Division of Allergy and Clinical Immunology, Department of Medicine, University of Cape Town.
Allergy and Immunology Unit, University of Cape Town Lung Institute.
Curr Opin Allergy Clin Immunol. 2019 Aug;19(4):272-282. doi: 10.1097/ACI.0000000000000545.
Immune-mediated adverse drug reactions (IM-ADRs) are many times more common in HIV-infected patients. Usual offending drugs include antiretroviral and antiinfectives, but the burden of specific drug IM-ADRs is population-specific; changing as new and fixed dose combinations enter the market, and drug-resistance patterns demand. This review considers recent literature on epidemiology, mechanisms, clinical management and prevention of IM-ADRs amongst persons living with HIV/AIDS.

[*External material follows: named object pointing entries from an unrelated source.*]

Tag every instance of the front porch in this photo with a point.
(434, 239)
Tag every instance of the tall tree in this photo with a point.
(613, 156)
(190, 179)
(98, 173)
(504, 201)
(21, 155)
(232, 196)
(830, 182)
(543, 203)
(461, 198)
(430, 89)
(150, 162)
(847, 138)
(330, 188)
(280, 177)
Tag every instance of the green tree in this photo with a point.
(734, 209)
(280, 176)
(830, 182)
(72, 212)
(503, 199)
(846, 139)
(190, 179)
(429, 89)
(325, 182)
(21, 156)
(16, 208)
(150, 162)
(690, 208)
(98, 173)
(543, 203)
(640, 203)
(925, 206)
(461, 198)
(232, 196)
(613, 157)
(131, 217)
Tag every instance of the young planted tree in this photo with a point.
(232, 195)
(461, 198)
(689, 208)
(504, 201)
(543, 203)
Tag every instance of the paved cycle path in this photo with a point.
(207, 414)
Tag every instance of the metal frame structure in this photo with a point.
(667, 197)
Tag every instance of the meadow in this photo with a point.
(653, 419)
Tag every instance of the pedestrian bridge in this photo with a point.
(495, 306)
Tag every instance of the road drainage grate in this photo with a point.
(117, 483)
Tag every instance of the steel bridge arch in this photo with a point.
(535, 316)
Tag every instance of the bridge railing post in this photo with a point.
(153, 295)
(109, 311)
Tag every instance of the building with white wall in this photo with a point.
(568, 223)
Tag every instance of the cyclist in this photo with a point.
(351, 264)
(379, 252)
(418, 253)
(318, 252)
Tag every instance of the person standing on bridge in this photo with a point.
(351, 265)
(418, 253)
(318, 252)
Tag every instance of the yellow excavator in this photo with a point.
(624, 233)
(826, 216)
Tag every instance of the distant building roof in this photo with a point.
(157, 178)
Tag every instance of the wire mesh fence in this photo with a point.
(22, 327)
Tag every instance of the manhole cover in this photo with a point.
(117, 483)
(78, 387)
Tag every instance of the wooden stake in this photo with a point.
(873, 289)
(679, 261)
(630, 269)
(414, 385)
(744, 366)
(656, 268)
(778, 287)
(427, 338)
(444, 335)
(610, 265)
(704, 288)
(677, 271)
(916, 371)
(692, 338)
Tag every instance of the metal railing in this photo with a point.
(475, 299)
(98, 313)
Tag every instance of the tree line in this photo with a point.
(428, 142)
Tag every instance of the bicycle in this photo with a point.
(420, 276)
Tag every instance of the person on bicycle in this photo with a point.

Epidemiological studies continue to describe high rates of delayed hypersensitivity to known offenders, as well as similar reactions in preexposure prophylaxis. IM-ADRs to oral and injectable integrase strand transfer inhibitors are reported with expanding use. The clinical spectrum and management of IM-ADRs occurring in HIV-infected populations is similar to uninfected; with exceptions such as a recently described severe delayed efavirenz DILI with high mortality. Furthermore, the context can be unique, such as the lower than expected mortality in a Stevens-Johnson syndrome and toxic epidermal necrolysis (SJS/TEN) cohort from a HIV/TB high burden setting. Programmatic data showing the near complete elimination of Abacavir drug hypersensitivity syndrome following implementation of HLA-B57:01 screening is a stellar example of how prevention is possible with mechanistic insight.
IM-ADRs remain a challenge in persons living with HIV. The complexities posed by polypharmacy, overlapping drug toxicities, drug interactions, overlap of IM-ADRs with other diseases, limited alternative drugs, and vulnerable patients with advanced immunosuppression with high mortality, necessitate increased use of drug provocation testing, treat-through and desensitization strategies. There is an urgent need for improved diagnostics and predictive biomarkers for prevention, or to guide treat-through, rechallenge and desensitization approaches.
免疫介导的药物不良反应(IM-ADR)在 HIV 感染者中更为常见。常见的致病药物包括抗逆转录病毒药物和抗感染药物,但特定药物 IM-ADR 的负担因人群而异;随着新的和固定剂量组合进入市场,以及耐药模式的需求,这一负担正在发生变化。本文综述了最近关于 HIV 感染者中 IM-ADR 的流行病学、机制、临床管理和预防的文献。
流行病学研究继续描述了对已知致病药物迟发性超敏反应的高发生率,以及在暴露前预防中也有类似的反应。随着整合酶链转移抑制剂的口服和注射制剂的广泛应用,其 IM-ADR 也有报道。发生在 HIV 感染者中的 IM-ADR 的临床谱和管理与未感染者相似;但也有例外,如最近描述的严重延迟型依非韦伦肝毒性,死亡率较高。此外,情况可能是独特的,例如在 HIV/TB 负担较重的环境中,史蒂文斯-约翰逊综合征和中毒性表皮坏死松解症(SJS/TEN)队列的死亡率低于预期。方案数据显示,在实施 HLA-B57:01 筛查后,阿巴卡韦药物超敏反应综合征的发生率几乎完全消除,这是一个很好的例子,说明了如何通过机制洞察来实现预防。
IM-ADR 仍然是 HIV 感染者面临的挑战。多药治疗、重叠药物毒性、药物相互作用、IM-ADR 与其他疾病的重叠、替代药物有限以及晚期免疫抑制、死亡率高的脆弱患者等复杂性,需要增加药物激发试验、治疗性药物暴露和脱敏策略的应用。迫切需要改进诊断和预测生物标志物,以预防或指导治疗性药物暴露、再挑战和脱敏方法。